The evolution of WIP in different production systems.

The evolution of production rate in different production systems.
According to Figure 12, it is obvious that system #1 has the highest WIP value and system #4 holds the lowest WIP. It indicates that systems with higher buffer capacity tend to maintain a higher WIP and systems with no rework tend to hold a lower WIP.
According to Figure 13, rework plays a more important role in the system’s PR. Systems with rework tends to show a lower PR value, like systems #1 and #3. Systems with no rework tend to display a higher PR value, like systems #2 and #4.
In conclusion, both the buffer capacity and the rework action have a large impact on the performance of the system. In the practical production systems, the buffer capacity is finite and the rework is not negligible. Based on these conditions, the “Instant-Checking” method is proposed to investigate the production systems in a more practical manner. The numerical results show that this method could provide more feasible information for the plant managers to plan the production activities.
Conclusion
In this article, a novel modeling method for PSM is proposed to investigate the performance measures of the Bernoulli serial production system with multiple rework loops. Since much emphasis has been put on research on quality management and lean production recently, a new mechanism for rework has been introduced in the model. Based on the principles of the new mechanism, the proposed “Instant-Checking” method is used to formulate a mathematical model for the complex systems. In addition, the transient analysis is performed to investigate the relationship between component- and system-level characteristics.
This method has two main contributions to research in this field. On one hand, the conventional restrictions and the limited assumptions are removed with this method. PSM for the production systems can not only focus on systems with 100% reliable machines and infinite buffers, but can also be extended to account for the systems with unreliable machines, finite buffers and imperfect production. This makes PSM a promising tool to be widely used in the modeling of complex manufacturing systems. On the other hand, the transient analysis is conducted in this study. Based on the probability theory and the Markov chain, the transition matrix is developed to formulate the dynamics of the system’s performance measures. And the numerical results provide guidance for the improvement and reallocation of the systems.

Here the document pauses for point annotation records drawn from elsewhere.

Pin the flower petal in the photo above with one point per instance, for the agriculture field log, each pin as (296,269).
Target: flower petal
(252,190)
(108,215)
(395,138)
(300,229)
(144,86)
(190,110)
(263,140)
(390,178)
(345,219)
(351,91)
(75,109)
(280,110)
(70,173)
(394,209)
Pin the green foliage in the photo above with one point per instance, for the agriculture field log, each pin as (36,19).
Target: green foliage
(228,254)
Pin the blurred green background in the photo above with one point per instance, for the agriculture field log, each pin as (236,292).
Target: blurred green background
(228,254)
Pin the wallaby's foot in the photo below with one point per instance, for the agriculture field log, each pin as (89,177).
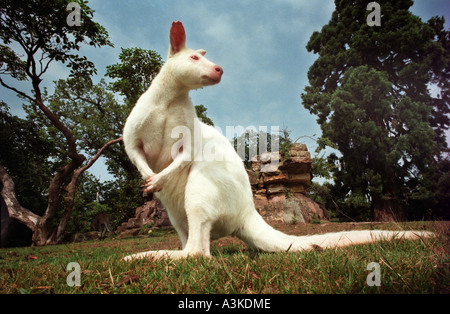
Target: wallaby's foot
(154,183)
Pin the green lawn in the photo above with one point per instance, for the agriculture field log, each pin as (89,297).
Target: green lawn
(420,266)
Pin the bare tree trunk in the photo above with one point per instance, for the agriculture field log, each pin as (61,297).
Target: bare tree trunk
(15,210)
(71,190)
(42,227)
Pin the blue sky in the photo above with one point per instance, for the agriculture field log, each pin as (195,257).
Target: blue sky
(259,44)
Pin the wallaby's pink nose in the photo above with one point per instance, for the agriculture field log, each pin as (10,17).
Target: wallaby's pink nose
(218,69)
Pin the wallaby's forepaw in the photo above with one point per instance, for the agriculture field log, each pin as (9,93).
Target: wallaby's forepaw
(154,183)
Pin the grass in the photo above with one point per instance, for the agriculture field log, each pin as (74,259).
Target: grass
(406,266)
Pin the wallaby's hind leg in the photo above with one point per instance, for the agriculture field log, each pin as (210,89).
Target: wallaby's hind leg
(198,241)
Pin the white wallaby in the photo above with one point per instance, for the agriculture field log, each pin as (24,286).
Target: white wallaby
(206,198)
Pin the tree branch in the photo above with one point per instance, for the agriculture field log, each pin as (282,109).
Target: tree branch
(17,91)
(99,153)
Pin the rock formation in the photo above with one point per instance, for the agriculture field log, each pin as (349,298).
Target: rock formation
(279,192)
(152,212)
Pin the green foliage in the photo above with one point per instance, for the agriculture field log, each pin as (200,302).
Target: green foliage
(369,89)
(41,27)
(26,154)
(200,110)
(135,72)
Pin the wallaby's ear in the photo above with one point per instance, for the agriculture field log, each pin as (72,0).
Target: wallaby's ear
(177,38)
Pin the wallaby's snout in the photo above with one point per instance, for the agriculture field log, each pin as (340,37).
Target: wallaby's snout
(190,66)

The analysis carried out in this study can be effectively extended to several directions. The first is the balance between investment and profit. In traditional production systems, in order to apply the proposed model in real plants, more shop floor spaces are needed, which leads to external cost, while in modern production systems more investment is necessary with the use of the high-level and new technologies. Nevertheless, the model proposed in this article can improve product quality, standardize the processes and enable the enterprises to obtain more profit than ever before. Therefore, how to balance the investment and profit or how to allocate resources could be a subject of our future research. The second is the disposal solution to unqualified products. In the proposed model, the only solution for the defective products is to process them again. However, in practical production systems, due to the high cost of rework, defective products can be discarded unless necessary or economic, which complicates the model. Third, all the inspection works are assumed to be perfect in our research. But in practical systems the imperfect inspections are always the case. How we deal with the inspection errors and take them into consideration in our model is a problem worth researching. Thus, there still remain a lot of problems to be considered, and our future research work will extend the method to solve these issues.
Footnotes
Declaration of conflicting interests
The author(s) declared no potential conflicts of interest with respect to the research, authorship and/or publication of this article.
Funding
The author(s) disclosed receipt of the following financial support for the research, authorship, and/or publication of this article: This research was supported partially by the National Natural Science Foundation of China under Grant No. 71471135.